This is a fully remote position, open to applicants in Brazil.

📋 Description

• We are looking for a Site Reliability Engineer (SRE) with extensive knowledge in monitoring, observability, and reliability engineering to enhance systems across both on-premises infrastructure and Google Cloud Platform (GCP).

• This position is mainly responsible for the design, operation, and enhancement of monitoring, alerting, and observability platforms, particularly focusing on Grafana and Kubernetes environments.

• Additionally, this role will provide backup support for the Application Support team during resource shortages or significant incidents, delivering L2/L3 technical assistance as needed.

• Responsibilities include Monitoring & Observability (Core Focus):

• - Manage and operate the monitoring and observability stack across on-prem and GCP infrastructures.

• - Design, create, and maintain Grafana dashboards for infrastructure, Kubernetes, and applications.

• - Define, fine-tune, and uphold alerts to maintain a high signal-to-noise ratio.

• - Establish observability standards and best practices among teams.

• - Enhance visibility into system health, performance, and reliability.

• Site Reliability Engineering:

• - Implement SRE principles to boost availability, performance, and resilience.

• - Define and monitor SLIs, SLOs, and error budgets.

• - Engage in on-call rotations and respond to SEV incidents.

• - Lead or contribute to incident investigations and root cause analysis (RCA).

• - Initiate preventative measures to decrease recurring incidents.

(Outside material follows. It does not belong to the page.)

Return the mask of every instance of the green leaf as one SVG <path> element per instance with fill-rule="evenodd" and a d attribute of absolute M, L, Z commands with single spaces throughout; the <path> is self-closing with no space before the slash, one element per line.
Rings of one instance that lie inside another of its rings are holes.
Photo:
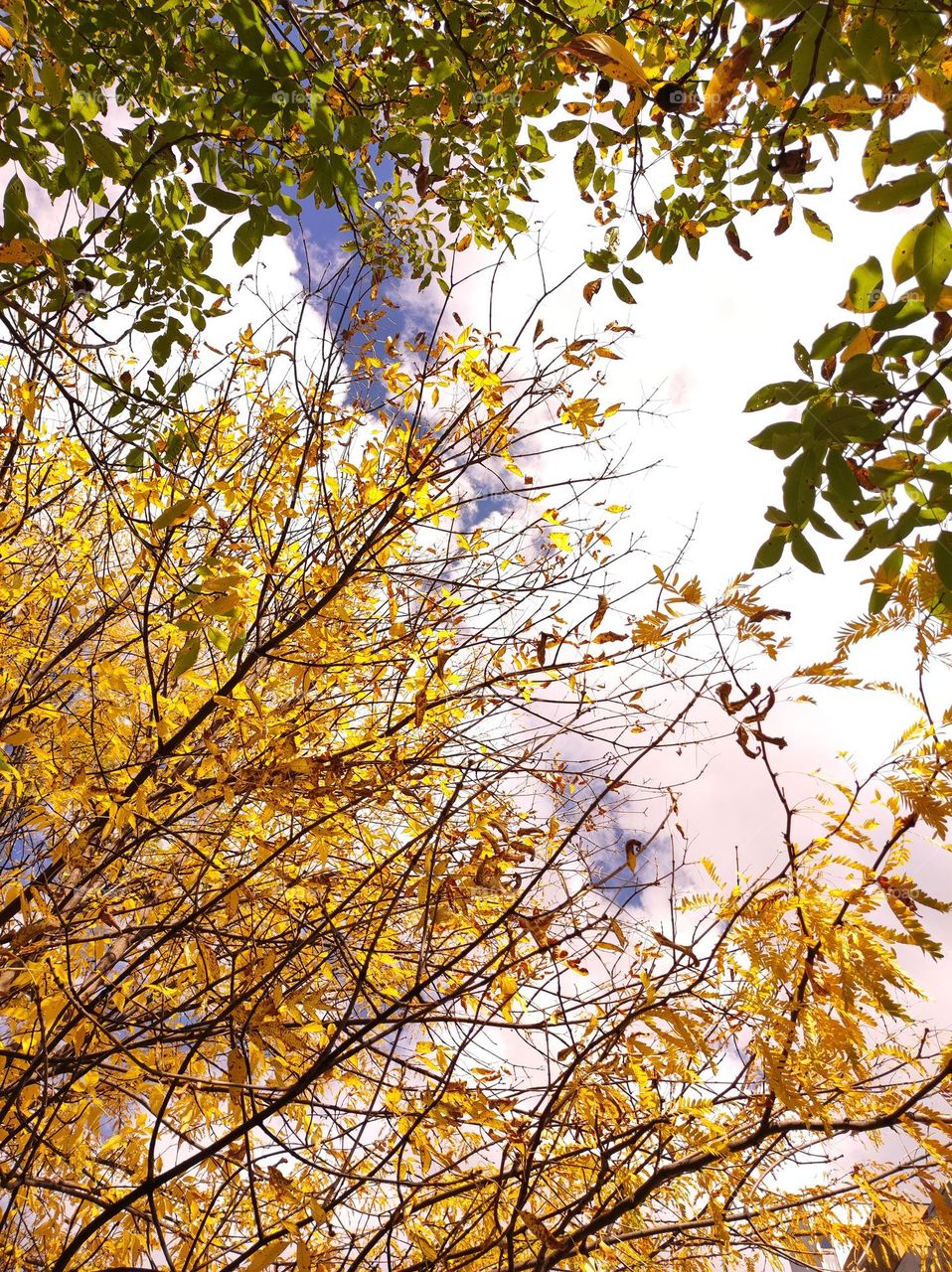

• Kubernetes & Platform Reliability:

• - Support and monitor Kubernetes environments (GKE and on-prem clusters).

• - Oversee cluster health, capacity, and resource utilization.

• - Resolve platform-level issues affecting application reliability.

• - Collaborate with Platform and Engineering teams to implement reliability enhancements.

• Secondary Responsibilities (Backup Application Support):

• - These duties are engaged as necessary and are not part of regular operations.

• - Offer L2/L3 application support during:

• - Resource shortages in the support team.

• - High-severity incidents (SEVs).

• - High-demand support periods or escalations.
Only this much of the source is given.